Every age group of kids seems to have their benefits and drawbacks.
Newborns don’t do much but eat, sleep, poop, and cry. But they are so dang adorable and precious, so brand new that it is hard to do anything but love them to pieces. And let’s not forget that newborn smell. Mmmmm…..
When they age a couple months, colic is probably the biggest headache for parents (not to mention the babies themselves!). The poopy diapers come in at a close second, and seem to quadruple and only get stinkier. They need to be picked up while you are standing, for once you sit down they start crying again. And that dang diaper rash never seems to fully go away! It gets to the point that you smell diaper cream at all times, even when you aren’t near them. But this is also when they develop their personalities. And that smile! Who can resist the newly acquired smiles that take over a baby’s whole body?

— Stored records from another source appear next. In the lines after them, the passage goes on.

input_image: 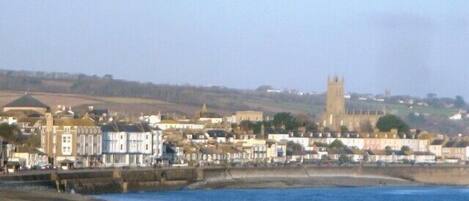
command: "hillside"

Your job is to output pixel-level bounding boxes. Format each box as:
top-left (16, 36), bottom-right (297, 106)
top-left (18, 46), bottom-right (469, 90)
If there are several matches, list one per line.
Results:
top-left (0, 69), bottom-right (466, 135)
top-left (0, 69), bottom-right (324, 117)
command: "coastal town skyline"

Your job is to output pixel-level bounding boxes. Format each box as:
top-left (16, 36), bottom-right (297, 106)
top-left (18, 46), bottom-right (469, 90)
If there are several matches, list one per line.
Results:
top-left (2, 1), bottom-right (469, 201)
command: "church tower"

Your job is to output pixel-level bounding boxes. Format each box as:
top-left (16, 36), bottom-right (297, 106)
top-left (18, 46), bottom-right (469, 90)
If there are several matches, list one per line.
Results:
top-left (321, 76), bottom-right (346, 131)
top-left (326, 76), bottom-right (345, 115)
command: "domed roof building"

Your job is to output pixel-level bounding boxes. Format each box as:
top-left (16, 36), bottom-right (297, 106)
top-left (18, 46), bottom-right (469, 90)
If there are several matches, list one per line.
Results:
top-left (2, 94), bottom-right (50, 114)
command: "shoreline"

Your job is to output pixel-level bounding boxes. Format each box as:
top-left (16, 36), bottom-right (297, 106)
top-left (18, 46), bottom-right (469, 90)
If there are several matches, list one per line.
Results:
top-left (187, 175), bottom-right (419, 189)
top-left (0, 189), bottom-right (103, 201)
top-left (4, 165), bottom-right (469, 200)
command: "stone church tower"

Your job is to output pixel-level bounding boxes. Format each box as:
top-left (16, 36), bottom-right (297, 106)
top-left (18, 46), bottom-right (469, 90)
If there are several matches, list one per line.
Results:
top-left (326, 76), bottom-right (345, 116)
top-left (321, 76), bottom-right (384, 132)
top-left (323, 76), bottom-right (346, 130)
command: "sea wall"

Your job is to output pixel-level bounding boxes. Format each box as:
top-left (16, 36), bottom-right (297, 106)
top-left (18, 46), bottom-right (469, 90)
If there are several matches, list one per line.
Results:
top-left (3, 166), bottom-right (469, 194)
top-left (201, 166), bottom-right (469, 187)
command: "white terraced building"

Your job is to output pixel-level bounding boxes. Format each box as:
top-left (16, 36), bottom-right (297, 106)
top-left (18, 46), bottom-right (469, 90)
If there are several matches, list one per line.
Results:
top-left (101, 123), bottom-right (163, 167)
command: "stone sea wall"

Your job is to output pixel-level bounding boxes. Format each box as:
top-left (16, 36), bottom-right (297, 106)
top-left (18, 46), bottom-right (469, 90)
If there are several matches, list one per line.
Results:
top-left (2, 166), bottom-right (469, 194)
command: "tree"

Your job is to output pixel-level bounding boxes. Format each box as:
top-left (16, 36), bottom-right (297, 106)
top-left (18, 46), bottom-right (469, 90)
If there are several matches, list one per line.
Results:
top-left (329, 139), bottom-right (346, 150)
top-left (385, 146), bottom-right (393, 155)
top-left (295, 114), bottom-right (317, 133)
top-left (363, 151), bottom-right (370, 162)
top-left (455, 95), bottom-right (466, 108)
top-left (286, 141), bottom-right (304, 156)
top-left (400, 146), bottom-right (412, 156)
top-left (338, 154), bottom-right (351, 165)
top-left (0, 123), bottom-right (25, 144)
top-left (376, 114), bottom-right (410, 135)
top-left (273, 112), bottom-right (300, 131)
top-left (340, 125), bottom-right (349, 133)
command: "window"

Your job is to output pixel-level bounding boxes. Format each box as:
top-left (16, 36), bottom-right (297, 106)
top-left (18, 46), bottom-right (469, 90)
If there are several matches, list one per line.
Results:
top-left (120, 144), bottom-right (123, 151)
top-left (145, 144), bottom-right (149, 151)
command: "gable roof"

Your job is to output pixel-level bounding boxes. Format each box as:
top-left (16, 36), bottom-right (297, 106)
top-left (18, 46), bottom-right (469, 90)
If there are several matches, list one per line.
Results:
top-left (4, 94), bottom-right (49, 109)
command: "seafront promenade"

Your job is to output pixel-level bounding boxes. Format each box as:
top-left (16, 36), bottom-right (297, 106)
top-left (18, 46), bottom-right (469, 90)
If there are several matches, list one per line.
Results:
top-left (2, 165), bottom-right (469, 194)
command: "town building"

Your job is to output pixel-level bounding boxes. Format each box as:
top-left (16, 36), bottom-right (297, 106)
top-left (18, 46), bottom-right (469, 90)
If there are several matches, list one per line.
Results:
top-left (76, 124), bottom-right (103, 167)
top-left (41, 113), bottom-right (100, 166)
top-left (441, 140), bottom-right (469, 161)
top-left (235, 111), bottom-right (264, 123)
top-left (3, 94), bottom-right (50, 114)
top-left (9, 146), bottom-right (48, 169)
top-left (101, 123), bottom-right (163, 167)
top-left (321, 76), bottom-right (384, 131)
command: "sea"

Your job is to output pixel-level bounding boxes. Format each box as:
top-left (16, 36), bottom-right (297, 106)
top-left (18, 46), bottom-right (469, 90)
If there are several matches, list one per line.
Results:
top-left (96, 186), bottom-right (469, 201)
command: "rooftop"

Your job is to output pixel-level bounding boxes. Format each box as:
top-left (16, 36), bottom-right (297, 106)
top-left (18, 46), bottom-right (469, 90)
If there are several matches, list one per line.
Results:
top-left (4, 94), bottom-right (50, 110)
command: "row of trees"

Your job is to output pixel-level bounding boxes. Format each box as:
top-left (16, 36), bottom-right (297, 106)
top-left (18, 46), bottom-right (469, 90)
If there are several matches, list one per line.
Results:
top-left (238, 112), bottom-right (319, 136)
top-left (238, 112), bottom-right (412, 138)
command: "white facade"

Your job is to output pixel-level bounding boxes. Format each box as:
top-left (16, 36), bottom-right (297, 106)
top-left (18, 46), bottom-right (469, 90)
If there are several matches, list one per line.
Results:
top-left (101, 124), bottom-right (163, 167)
top-left (428, 145), bottom-right (442, 157)
top-left (76, 126), bottom-right (102, 167)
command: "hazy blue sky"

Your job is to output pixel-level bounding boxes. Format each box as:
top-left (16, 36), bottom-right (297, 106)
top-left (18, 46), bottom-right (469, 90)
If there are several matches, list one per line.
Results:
top-left (1, 1), bottom-right (468, 98)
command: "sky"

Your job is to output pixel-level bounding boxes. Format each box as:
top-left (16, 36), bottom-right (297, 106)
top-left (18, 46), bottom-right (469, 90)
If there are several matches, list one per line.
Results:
top-left (0, 1), bottom-right (468, 98)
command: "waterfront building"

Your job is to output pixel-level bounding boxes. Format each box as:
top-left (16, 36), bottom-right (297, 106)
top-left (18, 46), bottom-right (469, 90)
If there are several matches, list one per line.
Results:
top-left (76, 124), bottom-right (103, 167)
top-left (441, 140), bottom-right (469, 161)
top-left (428, 139), bottom-right (445, 158)
top-left (310, 131), bottom-right (429, 152)
top-left (366, 150), bottom-right (435, 164)
top-left (363, 137), bottom-right (429, 152)
top-left (101, 123), bottom-right (163, 167)
top-left (9, 146), bottom-right (48, 169)
top-left (239, 139), bottom-right (268, 161)
top-left (41, 114), bottom-right (99, 166)
top-left (320, 76), bottom-right (384, 132)
top-left (266, 140), bottom-right (287, 162)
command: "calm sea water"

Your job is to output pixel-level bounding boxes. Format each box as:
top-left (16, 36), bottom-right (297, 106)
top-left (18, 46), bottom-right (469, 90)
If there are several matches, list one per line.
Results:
top-left (96, 186), bottom-right (469, 201)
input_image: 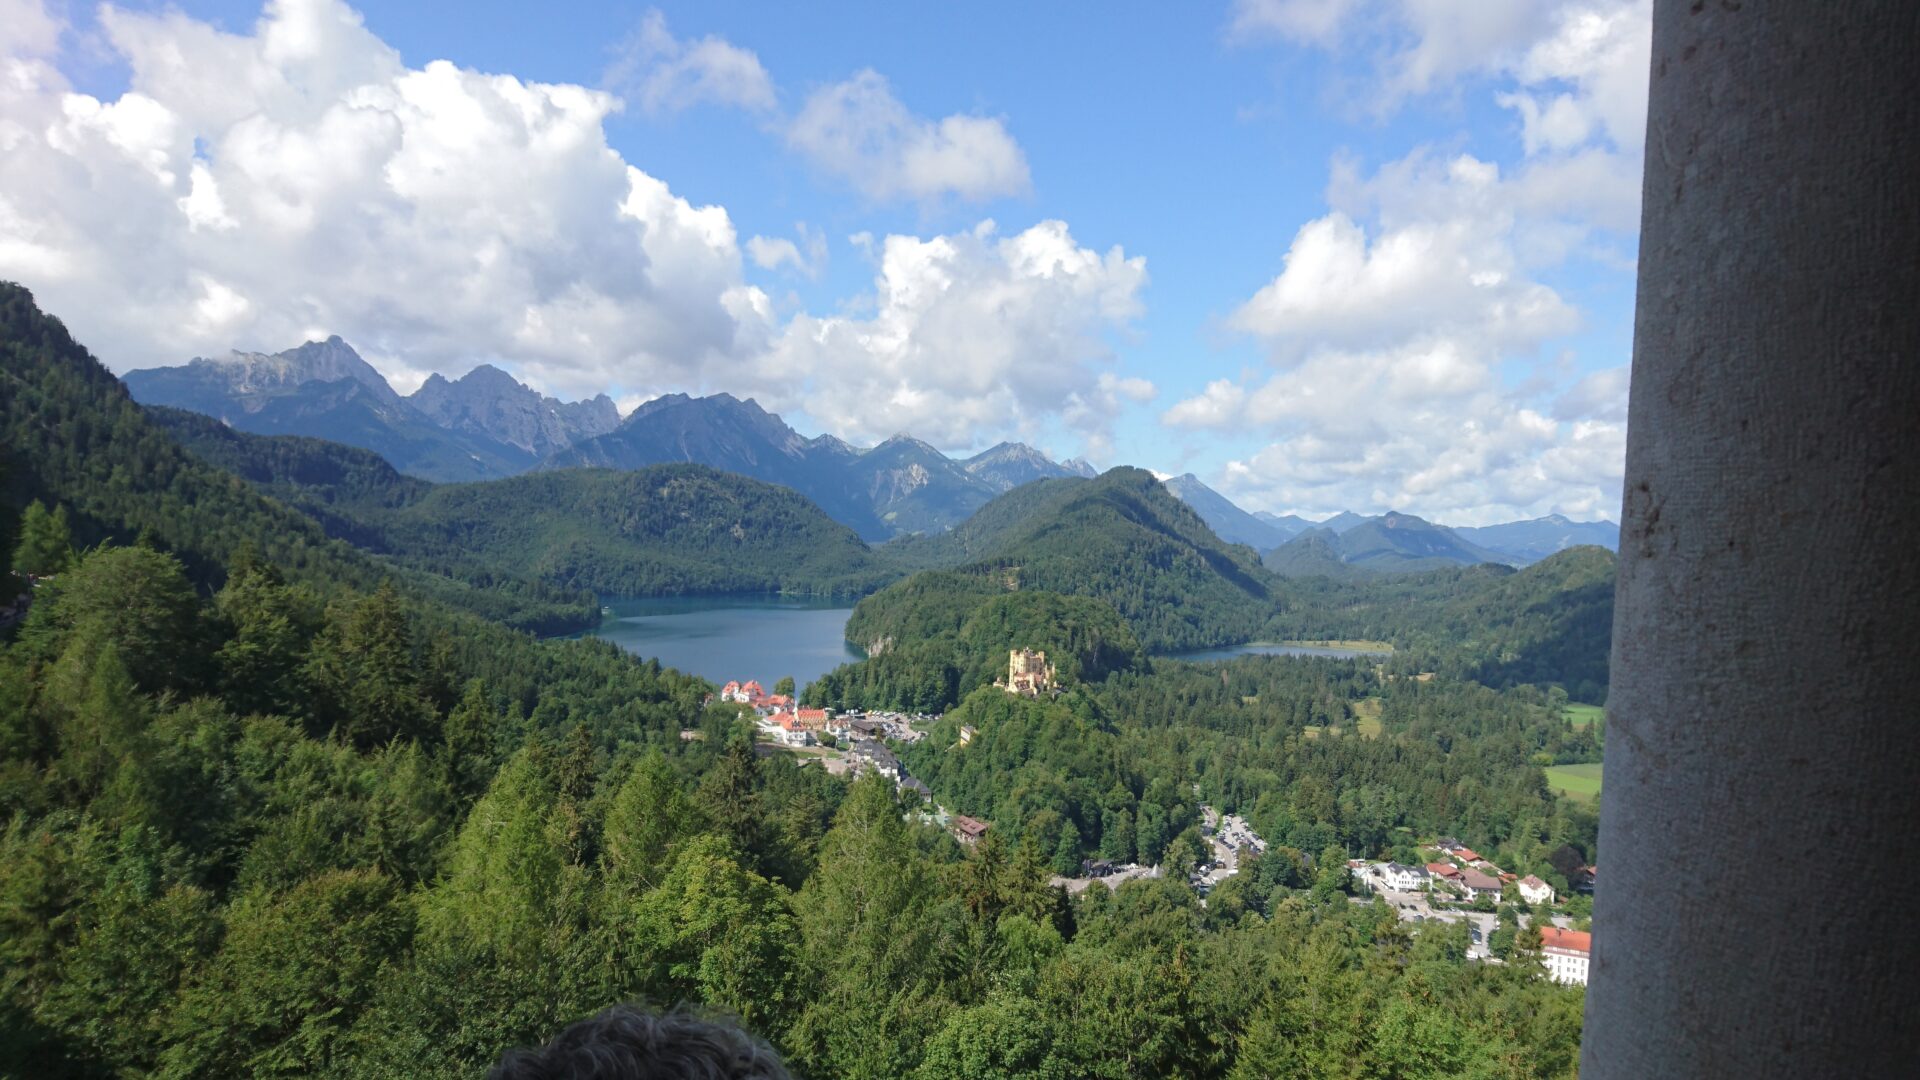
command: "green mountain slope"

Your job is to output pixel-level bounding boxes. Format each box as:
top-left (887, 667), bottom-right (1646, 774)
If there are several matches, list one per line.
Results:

Then there’s the toddler stage. These adorable little creatures can be pure evil. I’m not kidding. Do not be fooled by that dimpled grin and the “I love you” that comes out of the blue. I’m telling you, they are only trying to distract you from the new peanut butter masterpiece they just left on your bedroom wall. And do they know any other word besides “NO”? Probably not, except for when they are being exceptionally bright and asking you questions that really have some thought put into it, or when they are suddenly keen on helping you set the table because it’s a fun new game to do with mommy. And I’m sorry, but no one can make you see things in an entirely new and brilliant way than a toddler.
When they get to be old enough to go to school, they suddenly learn all sorts of new habits to bring home and try out on mom. Talking back, lying, picking their nose, wearing the same clothes day in and day out…. Their messes get messier. Their noise gets noisier. Their demands get demandier (is that a word?). They suddenly have more responsibilities, and dang if they don’t forget every single one of them. You are now the craft maker, scout leader, taxi cab driver, phone operator, teacher’s assistant, secretary, project manager…. Your role as mom has just taken on a million new duties, and yet the pay is still the same. However, this is also the age when kids can carry on a more serious conversation with you, when you are beginning to share a few of the same interests, and when you are finally able to see them as future adults as they take on interests of their own that are outside of yours.
Get to the tween years and it’s a whole other ballpark. The good news first – at this age they are probably the most helpful they will be in all of their life until they become an adult. They are more willing and able to help with household chores and managing their younger siblings. They can be depended on, and are, for the most part, pretty trustworthy. The bad news – they have started to think you are the biggest idiot in the whole wide world, and are begin to believe that any association with you might just ruin their rep.
And finally, the teen years. These are just like the tween years, minus the helpfulness and triple the “idiot thing”. They are suddenly under the impression that they came up out of the ground rather than believing that they are actually related to you. Need them to do something for you? Please don’t hold your breath. But if they need something from you, they are pleasant as pie. And then as soon as they get you to bend, you are once again back to idiot status. With their suddenly almost adult appearance brings on more adult decisions to face. Drugs, alcohol, sex, the suddenly less clear line between right and wrong…. But teens can surprise you, too. They are capable of making the RIGHT decision. And contrary to popular belief, a lot of times they do make the right decision. Some of the most helpful community servants are teens. Teens are passionate about their beliefs, and many of them are vocal about them. And even further, they do something about those beliefs. While sometimes their ideas that they are invincible can give us parents a heart attack, that same believed invincibility is what makes them stronger than many adults. They aren’t jaded by the world of today. They are rebels WITH a cause, fighting for what they believe in, and set on fulfilling their dreams about what they want to do with their life.
Britain’s The Baby Website recently conducted a survey asking their readers what age they believed was the worst when it came to kids. Anyone have a guess? Without much surprise, the winner of the poll ended up in the teen years. Of 2000 parents, a large majority of them decided that boys were the hardest to handle at age 15, and girls at 14 were a handful. And while I can definitely see that the teen years are the most difficult, I can’t help but think it’s also the age with the most rewards. Here is when we get to see our kids as they will be when they are adults, when they are the most themselves (minus the snarky attitudes and unwilling demeanor, hopefully).
What do you think? What age do you believe is the most difficult when it comes to kids? And what is the most difficult and the most rewarding aspects of your child at the age they are right now?